Its quarterly Labour market outlook report, which surveyed 931 employers, also found that one in five plan to give a basic pay increase of 3% or more in their next pay awards.
The study also found that:
- Respondents in the private sector anticipate median pay increases of 2% in the year to June 2016, while rises of 1% and 1.5% are expected in the public and voluntary sectors, respectively.
- 71% conducted a basic pay review in the 12 months to June 2015. Around a quarter (24%) did not carry out a pay review and the remaining 4% were unsure if a review had been carried out.
- The median basic pay increase over the 12-month period was 2%. This is up from 1% in the CIPD’s previous Labour market outlook report, published in May 2015.
- 39% of respondents cite the ability to pay more as a key reason for the expected 2% pay award, while 30% list movement in market rates as a key factor.

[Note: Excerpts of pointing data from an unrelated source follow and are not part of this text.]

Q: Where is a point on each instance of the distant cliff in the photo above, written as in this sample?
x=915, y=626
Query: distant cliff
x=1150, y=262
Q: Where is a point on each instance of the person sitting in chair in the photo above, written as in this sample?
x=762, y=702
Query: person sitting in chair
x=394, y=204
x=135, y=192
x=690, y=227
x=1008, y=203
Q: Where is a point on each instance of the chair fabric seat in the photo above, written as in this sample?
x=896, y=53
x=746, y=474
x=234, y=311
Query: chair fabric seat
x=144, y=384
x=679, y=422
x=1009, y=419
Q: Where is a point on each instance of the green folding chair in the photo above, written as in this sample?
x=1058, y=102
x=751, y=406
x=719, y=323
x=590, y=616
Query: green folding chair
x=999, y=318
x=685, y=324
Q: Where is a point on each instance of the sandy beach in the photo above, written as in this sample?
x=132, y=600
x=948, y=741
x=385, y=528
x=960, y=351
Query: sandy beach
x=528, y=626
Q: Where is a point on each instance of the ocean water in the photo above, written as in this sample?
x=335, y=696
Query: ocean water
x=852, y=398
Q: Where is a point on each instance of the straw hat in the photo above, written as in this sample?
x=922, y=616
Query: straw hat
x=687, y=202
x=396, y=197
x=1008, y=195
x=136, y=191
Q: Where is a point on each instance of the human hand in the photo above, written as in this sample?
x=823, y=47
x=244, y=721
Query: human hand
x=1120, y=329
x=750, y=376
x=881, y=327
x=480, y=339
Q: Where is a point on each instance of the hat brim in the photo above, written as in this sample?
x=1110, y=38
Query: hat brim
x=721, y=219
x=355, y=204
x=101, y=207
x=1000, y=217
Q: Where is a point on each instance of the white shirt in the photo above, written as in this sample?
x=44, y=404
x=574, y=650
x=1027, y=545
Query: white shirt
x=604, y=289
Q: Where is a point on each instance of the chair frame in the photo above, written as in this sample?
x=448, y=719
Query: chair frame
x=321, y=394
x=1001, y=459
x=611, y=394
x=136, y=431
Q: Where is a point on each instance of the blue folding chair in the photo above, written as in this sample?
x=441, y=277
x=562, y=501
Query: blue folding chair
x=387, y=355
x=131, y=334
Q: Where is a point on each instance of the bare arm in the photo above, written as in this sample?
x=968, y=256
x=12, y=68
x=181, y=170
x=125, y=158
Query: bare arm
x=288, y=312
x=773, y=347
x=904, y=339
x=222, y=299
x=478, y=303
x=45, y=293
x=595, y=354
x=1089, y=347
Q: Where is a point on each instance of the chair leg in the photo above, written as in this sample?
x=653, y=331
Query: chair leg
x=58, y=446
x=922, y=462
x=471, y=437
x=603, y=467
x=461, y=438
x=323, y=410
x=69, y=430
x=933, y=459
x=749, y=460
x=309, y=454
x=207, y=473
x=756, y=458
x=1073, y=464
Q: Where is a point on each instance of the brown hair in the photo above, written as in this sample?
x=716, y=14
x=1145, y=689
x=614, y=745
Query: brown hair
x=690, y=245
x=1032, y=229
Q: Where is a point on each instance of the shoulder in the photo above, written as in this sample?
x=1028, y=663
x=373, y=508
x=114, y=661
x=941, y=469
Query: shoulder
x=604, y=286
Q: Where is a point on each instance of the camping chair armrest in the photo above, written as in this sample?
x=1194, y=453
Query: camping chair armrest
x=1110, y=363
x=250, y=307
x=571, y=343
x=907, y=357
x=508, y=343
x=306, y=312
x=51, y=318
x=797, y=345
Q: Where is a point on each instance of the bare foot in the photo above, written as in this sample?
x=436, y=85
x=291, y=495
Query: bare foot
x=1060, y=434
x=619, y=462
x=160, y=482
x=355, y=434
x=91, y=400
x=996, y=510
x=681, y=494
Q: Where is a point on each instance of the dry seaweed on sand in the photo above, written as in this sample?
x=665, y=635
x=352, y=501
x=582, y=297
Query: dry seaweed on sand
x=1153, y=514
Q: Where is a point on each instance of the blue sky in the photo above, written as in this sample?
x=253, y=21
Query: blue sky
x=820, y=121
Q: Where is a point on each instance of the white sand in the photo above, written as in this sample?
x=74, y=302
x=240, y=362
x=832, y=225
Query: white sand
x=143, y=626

- Around a quarter (26%) say that employee productivity and performance are key factors behind employers’ decision to award a pay increase of 2% or more, and 26% cite recruitment and retention issues.
Gerwyn Davies, labour market analyst at the CIPD, said: “At one end of the spectrum, workers in occupations where there are skills or labour shortages and thriving sectors such as finance and construction seem likely to get pay increases well above current inflation.
“However, at the other end of the scale, many workers in areas such as manufacturing and public sector, are seeing only a very modest increase in living standards.
“In between, the bulk of workers will continue to see moderate growth in their pay packets but with inflation expected to stay low, they should still feel the benefit of any increases.”